Having a data classification process in place can make your data smart enough to know what to do with itself, allowing you to attain the holy grail of enterprise data storage.

What's the holy grail of enterprise storage? The single "thing" that affects every bit of hardware and software that hooks into data center storage? The discovery of the end-all and be-all of not just "storagedom" but the entire IT realm and all the business processes continually gobbling up and spitting data out?

Hyper-converged infrastructure, you say? Interesting, but that could be considered mostly a reshuffling of the data center deck chairs. How about software-defined storage (SDS)? No, SDS really looks more like a shift in focus that de-emphasizes hardware than anything weightier than that (and it's still mostly sold by hardware vendors -- go figure). Cloud storage? Nah, that's just another place to put your data. What about object storage, the current darling of the array set?

You're getting warmer, because one of the coolest things about object storage is its ability to support extended metadata, and metadata is the underpinning of the classification of data, which is -- indeed -- the elusive holy grail of storage.

Data classification: Ignored for years

Yeah, yeah, I know I've taken up the banner of data classification on more than a few occasions, but convincing people (and vendors) that there's more to storage than zippy flash performance and high-capacity drives ain't easy. Latency, throughput, IOPS -- none of that matters all that much if you don't know anything about the data that's being written and read.

Leaving something like classification of data up to the whims of humans is a pretty effective way of setting it up to fail.

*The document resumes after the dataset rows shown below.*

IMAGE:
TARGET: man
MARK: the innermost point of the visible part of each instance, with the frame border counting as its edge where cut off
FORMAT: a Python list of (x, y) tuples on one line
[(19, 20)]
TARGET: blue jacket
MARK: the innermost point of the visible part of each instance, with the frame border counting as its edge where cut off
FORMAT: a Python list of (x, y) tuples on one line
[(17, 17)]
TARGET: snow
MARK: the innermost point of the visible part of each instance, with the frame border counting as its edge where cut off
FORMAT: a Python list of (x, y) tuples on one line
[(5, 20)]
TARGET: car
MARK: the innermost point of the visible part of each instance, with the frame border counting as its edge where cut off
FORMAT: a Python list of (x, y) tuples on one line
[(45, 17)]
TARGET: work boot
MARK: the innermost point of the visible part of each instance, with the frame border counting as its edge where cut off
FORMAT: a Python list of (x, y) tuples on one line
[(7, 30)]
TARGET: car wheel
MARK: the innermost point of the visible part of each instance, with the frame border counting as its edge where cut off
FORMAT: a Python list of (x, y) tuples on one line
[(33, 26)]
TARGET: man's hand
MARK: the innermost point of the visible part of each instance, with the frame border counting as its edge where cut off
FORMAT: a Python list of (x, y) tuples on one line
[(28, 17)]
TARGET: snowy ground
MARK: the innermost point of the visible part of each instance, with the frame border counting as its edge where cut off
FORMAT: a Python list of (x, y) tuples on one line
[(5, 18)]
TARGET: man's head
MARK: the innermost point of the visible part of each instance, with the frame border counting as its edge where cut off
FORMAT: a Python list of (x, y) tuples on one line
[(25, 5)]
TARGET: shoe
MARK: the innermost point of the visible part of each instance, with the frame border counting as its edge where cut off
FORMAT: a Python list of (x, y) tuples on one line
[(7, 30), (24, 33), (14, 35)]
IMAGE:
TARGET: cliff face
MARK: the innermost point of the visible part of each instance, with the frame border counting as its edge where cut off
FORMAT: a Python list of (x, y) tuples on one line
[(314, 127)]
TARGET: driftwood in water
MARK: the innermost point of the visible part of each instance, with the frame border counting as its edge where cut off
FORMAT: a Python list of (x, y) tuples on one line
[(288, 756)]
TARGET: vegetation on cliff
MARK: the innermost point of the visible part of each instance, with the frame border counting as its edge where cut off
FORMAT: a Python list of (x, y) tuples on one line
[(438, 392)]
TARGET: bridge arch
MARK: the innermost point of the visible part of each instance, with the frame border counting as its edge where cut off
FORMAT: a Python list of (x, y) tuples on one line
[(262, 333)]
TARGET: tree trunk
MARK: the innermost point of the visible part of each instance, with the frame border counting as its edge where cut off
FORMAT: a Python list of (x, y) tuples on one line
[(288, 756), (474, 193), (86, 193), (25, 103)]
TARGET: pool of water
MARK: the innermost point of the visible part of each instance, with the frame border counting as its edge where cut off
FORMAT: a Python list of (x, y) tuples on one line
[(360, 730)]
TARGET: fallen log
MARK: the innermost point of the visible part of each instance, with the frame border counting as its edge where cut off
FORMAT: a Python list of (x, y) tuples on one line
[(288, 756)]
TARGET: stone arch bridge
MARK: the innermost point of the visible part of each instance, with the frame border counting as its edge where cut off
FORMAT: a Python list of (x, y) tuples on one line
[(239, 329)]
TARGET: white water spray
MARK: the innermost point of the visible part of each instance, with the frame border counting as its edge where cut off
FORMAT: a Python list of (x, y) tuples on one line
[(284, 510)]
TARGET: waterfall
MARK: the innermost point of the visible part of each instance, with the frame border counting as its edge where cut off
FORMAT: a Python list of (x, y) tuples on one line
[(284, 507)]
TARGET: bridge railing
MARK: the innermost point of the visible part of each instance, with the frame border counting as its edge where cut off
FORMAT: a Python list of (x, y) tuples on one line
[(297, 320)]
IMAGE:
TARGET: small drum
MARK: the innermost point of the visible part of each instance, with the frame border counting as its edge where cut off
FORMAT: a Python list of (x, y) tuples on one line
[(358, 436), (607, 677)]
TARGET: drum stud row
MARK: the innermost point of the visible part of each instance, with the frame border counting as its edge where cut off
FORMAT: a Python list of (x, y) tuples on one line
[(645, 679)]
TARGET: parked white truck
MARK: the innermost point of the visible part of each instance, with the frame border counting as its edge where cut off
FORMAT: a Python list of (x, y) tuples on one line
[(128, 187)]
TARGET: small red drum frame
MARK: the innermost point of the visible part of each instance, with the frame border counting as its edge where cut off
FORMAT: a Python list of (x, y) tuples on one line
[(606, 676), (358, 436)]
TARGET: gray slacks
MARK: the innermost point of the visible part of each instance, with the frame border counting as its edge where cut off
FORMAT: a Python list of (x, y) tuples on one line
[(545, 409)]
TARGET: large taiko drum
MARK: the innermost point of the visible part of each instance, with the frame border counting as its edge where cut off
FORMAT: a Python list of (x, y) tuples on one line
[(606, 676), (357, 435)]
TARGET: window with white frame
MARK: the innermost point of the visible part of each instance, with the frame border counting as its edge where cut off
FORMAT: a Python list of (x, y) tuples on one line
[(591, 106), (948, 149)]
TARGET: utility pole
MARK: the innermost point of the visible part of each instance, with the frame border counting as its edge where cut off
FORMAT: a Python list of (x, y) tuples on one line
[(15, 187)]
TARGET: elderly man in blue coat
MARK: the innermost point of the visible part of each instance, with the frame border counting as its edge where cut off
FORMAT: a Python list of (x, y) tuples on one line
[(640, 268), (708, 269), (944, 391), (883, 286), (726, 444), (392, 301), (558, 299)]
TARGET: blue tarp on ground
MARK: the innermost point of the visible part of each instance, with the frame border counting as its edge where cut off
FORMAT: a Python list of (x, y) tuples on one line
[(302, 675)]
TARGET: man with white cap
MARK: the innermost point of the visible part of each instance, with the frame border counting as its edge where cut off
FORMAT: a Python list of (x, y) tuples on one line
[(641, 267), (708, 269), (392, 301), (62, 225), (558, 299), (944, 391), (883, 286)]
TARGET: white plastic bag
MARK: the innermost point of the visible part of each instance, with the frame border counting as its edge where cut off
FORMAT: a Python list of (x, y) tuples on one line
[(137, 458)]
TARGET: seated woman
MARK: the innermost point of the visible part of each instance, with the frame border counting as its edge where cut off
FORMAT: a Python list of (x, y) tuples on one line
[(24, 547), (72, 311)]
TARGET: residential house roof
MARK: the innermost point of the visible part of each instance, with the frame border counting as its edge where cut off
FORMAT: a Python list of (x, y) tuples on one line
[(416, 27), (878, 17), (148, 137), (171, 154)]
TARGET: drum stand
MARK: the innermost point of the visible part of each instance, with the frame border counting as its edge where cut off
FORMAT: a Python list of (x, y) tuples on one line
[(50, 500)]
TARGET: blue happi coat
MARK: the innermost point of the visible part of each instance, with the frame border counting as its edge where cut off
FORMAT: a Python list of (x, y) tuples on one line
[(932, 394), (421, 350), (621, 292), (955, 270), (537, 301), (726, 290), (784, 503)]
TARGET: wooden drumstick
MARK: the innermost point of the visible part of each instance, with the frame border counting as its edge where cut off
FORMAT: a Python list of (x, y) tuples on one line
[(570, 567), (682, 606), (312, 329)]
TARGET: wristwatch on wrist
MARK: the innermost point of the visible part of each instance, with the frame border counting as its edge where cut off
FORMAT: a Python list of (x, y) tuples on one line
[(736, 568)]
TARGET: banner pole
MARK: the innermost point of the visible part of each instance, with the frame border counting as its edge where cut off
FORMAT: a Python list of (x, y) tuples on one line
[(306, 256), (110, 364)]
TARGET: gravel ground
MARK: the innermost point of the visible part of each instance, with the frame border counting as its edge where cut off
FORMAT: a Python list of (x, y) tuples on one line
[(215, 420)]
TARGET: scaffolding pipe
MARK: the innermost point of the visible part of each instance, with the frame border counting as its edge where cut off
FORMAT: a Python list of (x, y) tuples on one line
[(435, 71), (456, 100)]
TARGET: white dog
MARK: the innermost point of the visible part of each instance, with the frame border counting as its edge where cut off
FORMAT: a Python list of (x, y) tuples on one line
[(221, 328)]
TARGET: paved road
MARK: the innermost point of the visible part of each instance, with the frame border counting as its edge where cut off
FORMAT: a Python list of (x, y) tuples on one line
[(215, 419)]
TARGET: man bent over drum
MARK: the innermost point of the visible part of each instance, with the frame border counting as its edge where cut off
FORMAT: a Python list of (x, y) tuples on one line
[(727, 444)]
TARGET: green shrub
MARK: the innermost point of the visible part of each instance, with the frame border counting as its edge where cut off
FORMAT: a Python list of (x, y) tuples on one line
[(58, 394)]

And while there is consensus that classification of data is important, it has languished almost as an afterthought in most shops for decades. And it keeps on getting a bad rap. Remember ILM? Information lifecycle management endeavored to bring order to data disarray, but it didn't take long for ILM to become the kiss of death in the storage world. And back in the Stone Age, when mainframes roamed the earth, HSM, or hierarchical storage management, was the methodology for data classification and management. But all that seems to have been tossed to the IT trash heap with "new" storage architectures and infrastructure and the ongoing struggle to keep up with capacity demands, processing requirements, data protection and so on.

But that's actually the best argument for data protection, because it makes all of those things easier -- and cheaper -- to do. It helps get them done better, too.

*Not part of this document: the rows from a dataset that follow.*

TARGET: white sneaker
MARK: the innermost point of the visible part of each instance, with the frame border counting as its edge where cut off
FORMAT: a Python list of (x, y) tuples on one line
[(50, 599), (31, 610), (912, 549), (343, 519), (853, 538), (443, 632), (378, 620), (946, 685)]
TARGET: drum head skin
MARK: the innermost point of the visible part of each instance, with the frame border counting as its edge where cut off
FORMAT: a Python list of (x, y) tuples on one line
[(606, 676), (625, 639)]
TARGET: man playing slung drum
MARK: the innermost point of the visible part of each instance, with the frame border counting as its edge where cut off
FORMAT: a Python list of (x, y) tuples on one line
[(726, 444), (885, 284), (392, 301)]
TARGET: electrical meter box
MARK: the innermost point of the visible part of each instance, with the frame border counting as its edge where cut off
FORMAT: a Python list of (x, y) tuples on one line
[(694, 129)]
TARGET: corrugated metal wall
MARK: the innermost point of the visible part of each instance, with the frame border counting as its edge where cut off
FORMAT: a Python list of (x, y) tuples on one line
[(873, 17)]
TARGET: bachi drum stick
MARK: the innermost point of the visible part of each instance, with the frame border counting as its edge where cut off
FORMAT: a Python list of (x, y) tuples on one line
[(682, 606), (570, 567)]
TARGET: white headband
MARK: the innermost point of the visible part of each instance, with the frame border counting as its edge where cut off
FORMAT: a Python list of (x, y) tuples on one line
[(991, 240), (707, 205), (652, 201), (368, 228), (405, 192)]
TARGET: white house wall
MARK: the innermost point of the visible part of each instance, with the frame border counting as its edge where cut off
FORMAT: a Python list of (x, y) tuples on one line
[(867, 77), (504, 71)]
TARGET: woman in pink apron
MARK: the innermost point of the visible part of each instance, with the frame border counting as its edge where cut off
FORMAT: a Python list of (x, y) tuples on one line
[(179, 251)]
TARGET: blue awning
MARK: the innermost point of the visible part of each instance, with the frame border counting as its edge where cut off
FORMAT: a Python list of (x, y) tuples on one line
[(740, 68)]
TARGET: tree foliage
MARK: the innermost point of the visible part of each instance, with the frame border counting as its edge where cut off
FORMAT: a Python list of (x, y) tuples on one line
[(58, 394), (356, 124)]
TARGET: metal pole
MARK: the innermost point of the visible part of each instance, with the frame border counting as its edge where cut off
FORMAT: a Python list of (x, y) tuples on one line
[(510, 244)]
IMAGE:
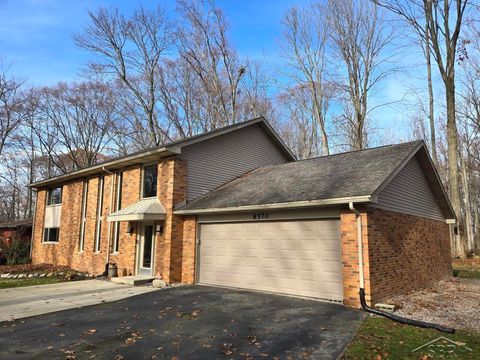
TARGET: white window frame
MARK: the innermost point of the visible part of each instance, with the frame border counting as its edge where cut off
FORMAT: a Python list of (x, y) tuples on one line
[(49, 191), (118, 205), (143, 181), (47, 229), (98, 225), (83, 220)]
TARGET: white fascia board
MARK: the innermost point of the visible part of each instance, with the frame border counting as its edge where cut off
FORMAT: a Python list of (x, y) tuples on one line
[(136, 217), (289, 205), (104, 166)]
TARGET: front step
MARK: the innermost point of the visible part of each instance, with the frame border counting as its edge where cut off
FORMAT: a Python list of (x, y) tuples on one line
[(133, 280)]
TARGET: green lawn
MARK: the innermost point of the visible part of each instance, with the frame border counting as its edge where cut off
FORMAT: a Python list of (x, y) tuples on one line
[(380, 338), (9, 283)]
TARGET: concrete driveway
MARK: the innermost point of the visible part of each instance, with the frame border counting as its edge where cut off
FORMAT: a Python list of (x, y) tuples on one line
[(193, 322), (16, 303)]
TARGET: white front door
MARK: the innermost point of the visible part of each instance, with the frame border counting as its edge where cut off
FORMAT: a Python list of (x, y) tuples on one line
[(146, 249)]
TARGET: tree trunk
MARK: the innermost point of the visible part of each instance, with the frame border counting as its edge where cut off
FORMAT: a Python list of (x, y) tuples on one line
[(468, 208), (458, 248), (325, 147), (476, 215), (431, 114)]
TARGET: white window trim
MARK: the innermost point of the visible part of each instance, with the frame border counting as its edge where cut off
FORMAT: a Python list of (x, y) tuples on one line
[(118, 198), (98, 225), (83, 220), (48, 196), (51, 242), (143, 182)]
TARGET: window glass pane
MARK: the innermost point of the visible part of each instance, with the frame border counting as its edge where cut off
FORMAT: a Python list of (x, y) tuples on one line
[(55, 196), (50, 235), (150, 180), (53, 234)]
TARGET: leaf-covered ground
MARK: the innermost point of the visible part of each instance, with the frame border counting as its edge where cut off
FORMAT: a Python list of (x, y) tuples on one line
[(467, 268), (193, 322), (380, 338)]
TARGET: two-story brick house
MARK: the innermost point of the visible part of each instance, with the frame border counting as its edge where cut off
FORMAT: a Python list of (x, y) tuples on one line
[(233, 208), (126, 205)]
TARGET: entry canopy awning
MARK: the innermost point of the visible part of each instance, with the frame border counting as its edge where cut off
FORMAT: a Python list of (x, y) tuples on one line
[(143, 210)]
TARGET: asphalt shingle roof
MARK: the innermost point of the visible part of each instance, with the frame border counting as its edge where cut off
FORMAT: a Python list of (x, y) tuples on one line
[(356, 173)]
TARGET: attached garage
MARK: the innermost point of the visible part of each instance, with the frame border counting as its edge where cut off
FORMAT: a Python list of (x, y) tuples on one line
[(296, 257), (324, 228)]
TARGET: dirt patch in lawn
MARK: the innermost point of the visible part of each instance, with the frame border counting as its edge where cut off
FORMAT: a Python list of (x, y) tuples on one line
[(454, 302), (467, 268)]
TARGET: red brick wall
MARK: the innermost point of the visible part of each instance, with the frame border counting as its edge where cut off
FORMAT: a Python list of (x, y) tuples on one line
[(406, 252), (174, 248), (401, 253), (66, 251), (351, 279)]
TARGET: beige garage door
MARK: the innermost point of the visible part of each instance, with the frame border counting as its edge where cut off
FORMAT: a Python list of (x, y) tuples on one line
[(292, 257)]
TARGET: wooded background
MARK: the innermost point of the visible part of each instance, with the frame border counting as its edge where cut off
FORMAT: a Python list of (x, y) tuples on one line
[(152, 79)]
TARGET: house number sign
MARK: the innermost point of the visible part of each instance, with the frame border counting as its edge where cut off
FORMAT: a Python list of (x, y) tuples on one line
[(260, 216)]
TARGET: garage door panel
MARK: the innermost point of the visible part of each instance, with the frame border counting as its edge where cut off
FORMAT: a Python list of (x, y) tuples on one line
[(293, 257)]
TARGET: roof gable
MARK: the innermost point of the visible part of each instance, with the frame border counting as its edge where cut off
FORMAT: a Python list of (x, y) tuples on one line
[(351, 174), (169, 149), (354, 174)]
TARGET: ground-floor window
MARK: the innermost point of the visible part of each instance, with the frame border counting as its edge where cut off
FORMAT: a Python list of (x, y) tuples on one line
[(51, 234)]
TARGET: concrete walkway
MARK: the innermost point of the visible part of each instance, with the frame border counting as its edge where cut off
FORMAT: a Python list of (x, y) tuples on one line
[(16, 303)]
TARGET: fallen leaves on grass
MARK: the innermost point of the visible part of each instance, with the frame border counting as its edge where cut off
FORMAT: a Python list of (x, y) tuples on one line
[(133, 338)]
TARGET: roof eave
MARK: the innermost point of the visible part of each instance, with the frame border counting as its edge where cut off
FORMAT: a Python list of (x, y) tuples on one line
[(110, 165), (288, 205)]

You've gotta know what it is to know what to do with it

Still not convinced? Let's try a little analogy. We'll make believe you're doing some spring cleaning on that catch-all hall closet packed with lots of stuff that didn't seem to belong anywhere else. Digging through the disarray, you find something way, way in the back behind a tennis racquet with broken strings. What do you do with it? At this point, you have no idea what to do with it, of course, because I haven't told you what that "thing" is.

It could be a button that fell from a coat hanging above or maybe an attendee badge from the 2009 VMworld conference or maybe it's a long-lost lottery ticket. You might sew the button back on the coat, deep-six the badge or check to see if you're a lucky winner and should be shopping for real estate in the south of France rather than reading this column.

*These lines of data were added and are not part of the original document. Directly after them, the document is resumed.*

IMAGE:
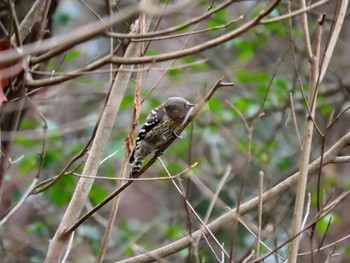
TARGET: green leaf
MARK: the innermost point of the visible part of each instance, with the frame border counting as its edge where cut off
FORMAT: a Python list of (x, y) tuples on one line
[(322, 224), (128, 251), (61, 192), (175, 75), (246, 76), (72, 54), (218, 19), (174, 232), (28, 164), (97, 194)]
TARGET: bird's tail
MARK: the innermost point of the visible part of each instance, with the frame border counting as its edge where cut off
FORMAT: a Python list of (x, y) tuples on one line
[(136, 167)]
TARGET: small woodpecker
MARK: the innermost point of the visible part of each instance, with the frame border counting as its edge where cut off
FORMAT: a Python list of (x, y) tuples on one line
[(160, 126)]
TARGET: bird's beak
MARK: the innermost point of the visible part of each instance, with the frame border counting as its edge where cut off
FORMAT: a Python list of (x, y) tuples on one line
[(191, 104)]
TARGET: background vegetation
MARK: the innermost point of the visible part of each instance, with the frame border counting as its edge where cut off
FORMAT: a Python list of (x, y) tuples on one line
[(77, 77)]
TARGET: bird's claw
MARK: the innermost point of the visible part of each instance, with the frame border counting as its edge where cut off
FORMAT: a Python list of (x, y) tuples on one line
[(176, 135)]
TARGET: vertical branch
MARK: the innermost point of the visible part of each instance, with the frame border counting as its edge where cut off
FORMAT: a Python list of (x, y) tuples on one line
[(306, 148), (59, 242), (305, 25), (334, 38), (115, 206), (258, 236)]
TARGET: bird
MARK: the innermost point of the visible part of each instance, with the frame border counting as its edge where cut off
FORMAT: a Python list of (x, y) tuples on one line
[(160, 126)]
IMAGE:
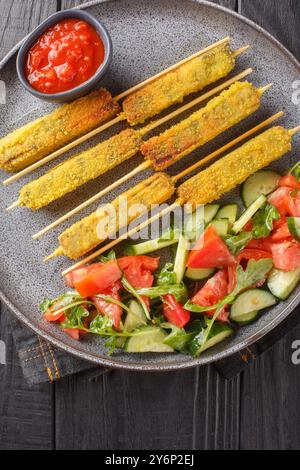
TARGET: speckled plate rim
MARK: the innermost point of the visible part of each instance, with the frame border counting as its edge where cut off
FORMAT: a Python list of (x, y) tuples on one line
[(110, 362)]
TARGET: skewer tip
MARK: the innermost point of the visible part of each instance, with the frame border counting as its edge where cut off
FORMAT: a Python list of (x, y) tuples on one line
[(13, 205), (294, 131), (265, 88), (241, 50), (55, 254)]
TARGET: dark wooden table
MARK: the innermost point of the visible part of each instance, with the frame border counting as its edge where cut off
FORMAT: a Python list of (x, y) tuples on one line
[(193, 409)]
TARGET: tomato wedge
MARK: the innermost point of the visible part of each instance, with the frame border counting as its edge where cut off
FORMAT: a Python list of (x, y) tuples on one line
[(210, 252), (80, 273), (214, 290), (138, 270), (97, 280), (174, 311), (109, 309), (289, 181), (253, 254), (286, 255)]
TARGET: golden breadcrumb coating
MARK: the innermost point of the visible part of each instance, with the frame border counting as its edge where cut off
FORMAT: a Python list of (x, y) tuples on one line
[(233, 169), (172, 87), (47, 134)]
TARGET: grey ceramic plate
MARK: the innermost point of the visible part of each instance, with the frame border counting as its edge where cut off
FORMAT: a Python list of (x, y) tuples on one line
[(147, 36)]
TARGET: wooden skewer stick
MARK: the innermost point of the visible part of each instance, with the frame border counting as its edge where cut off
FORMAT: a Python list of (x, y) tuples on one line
[(146, 164), (63, 150), (136, 229), (153, 125), (90, 201), (294, 131), (226, 147), (172, 67), (107, 125)]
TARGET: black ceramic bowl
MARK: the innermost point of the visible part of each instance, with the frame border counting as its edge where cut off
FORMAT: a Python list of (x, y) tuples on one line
[(85, 87)]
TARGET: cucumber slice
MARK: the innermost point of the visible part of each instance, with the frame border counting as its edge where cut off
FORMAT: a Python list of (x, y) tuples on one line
[(210, 211), (294, 227), (153, 245), (194, 226), (250, 301), (228, 212), (262, 182), (248, 214), (219, 332), (149, 339), (247, 317), (198, 274), (181, 257), (136, 317), (282, 284), (221, 226)]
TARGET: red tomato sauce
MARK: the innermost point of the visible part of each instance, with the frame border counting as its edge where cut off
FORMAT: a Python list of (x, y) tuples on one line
[(65, 56)]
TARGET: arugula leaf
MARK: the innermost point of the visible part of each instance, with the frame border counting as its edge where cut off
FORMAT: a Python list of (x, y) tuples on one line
[(295, 171), (236, 243), (263, 221), (255, 272), (166, 275), (109, 257), (171, 234), (102, 325), (75, 317), (45, 305), (178, 290), (137, 295)]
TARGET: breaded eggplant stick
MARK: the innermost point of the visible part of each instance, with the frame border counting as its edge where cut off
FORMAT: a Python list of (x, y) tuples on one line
[(219, 178), (221, 113), (82, 237), (233, 169), (37, 139), (80, 169), (229, 108), (172, 87)]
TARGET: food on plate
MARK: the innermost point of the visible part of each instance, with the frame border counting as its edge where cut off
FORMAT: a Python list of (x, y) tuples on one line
[(229, 108), (223, 277), (173, 86), (83, 236), (231, 170), (66, 55), (219, 178), (37, 139), (80, 169)]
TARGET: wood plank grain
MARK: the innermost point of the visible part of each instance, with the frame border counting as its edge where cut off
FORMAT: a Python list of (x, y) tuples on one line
[(280, 18), (123, 410), (18, 17), (270, 405), (232, 4), (71, 3), (25, 412), (270, 389)]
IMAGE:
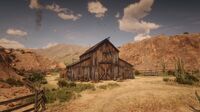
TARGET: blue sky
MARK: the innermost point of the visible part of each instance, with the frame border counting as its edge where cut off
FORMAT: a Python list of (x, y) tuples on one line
[(88, 26)]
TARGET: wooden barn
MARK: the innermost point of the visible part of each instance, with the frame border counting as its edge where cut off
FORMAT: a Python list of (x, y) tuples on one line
[(100, 62)]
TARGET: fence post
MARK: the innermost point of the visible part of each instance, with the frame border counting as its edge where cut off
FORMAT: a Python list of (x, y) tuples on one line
[(36, 101), (43, 100)]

The thing is, if you know what the thing is, you'll know what to do with it. The same goes for data.

Classification isn't a cure-all, but it comes close

Classifying data so you know some basic facts about it -- like what's inside the file, why it was created, who created it and who should be able to look at it or not -- creates a wealth of information that determines how that piece of data should be handled and cared for. If it's the corporate crown jewels, you may need to back it up multiple times, encrypt it and give limited access. If it's plans for the company Christmas party, less stringent measures are likely in order. But you wouldn't know that without knowing more about the file than most current file systems reveal.

While alternatives are available, it's likely there's some resistance to the inevitable vendor lock-in of putting all your data classification eggs in a single vendor's basket.

ILM cratered because it was an extra step, a lot of extra steps, actually, requiring a lot manual intervention and attention. Leaving something like classification of data up to the whims of humans is a pretty effective way of setting it up to fail. But if the process can be automated based on the application creating the file, the person using the application, the group that person belongs to, the security clearance of the file originator and so on, the files themselves will be packed with critical info about their disposition.

In a data-centric world, data should do the talking. "Sorry, you can't copy me to that cloud. ... Hey, it's time to archive me. ... No, don't attach me to an email."

Most storage still not smart enough

When you consider how many ways solid classification of data can be leveraged, it's a wonder that every storage shop isn't doing it today. But maybe it isn't so surprising, as so few storage vendors actually build these capabilities into their products. The technology is, however, available in other forms and formats from compliance, security and other product category vendors.

For example, I came across a very useful document called, The Definitive Guide to Data Classification, published by Digital Guardian, a data security vendor. Yes, classification is key to effectively securing data, too.

While alternatives are available, it's likely there's some resistance to the inevitable vendor lock-in of putting all your data classification eggs in a single vendor's basket. But maybe as interest in object storage grows and becomes more widely implemented, it will encourage vendors to develop some level of metadata standardization as well. That way, applications, OSes and file systems will need just a single vocabulary to act on classified data appropriately.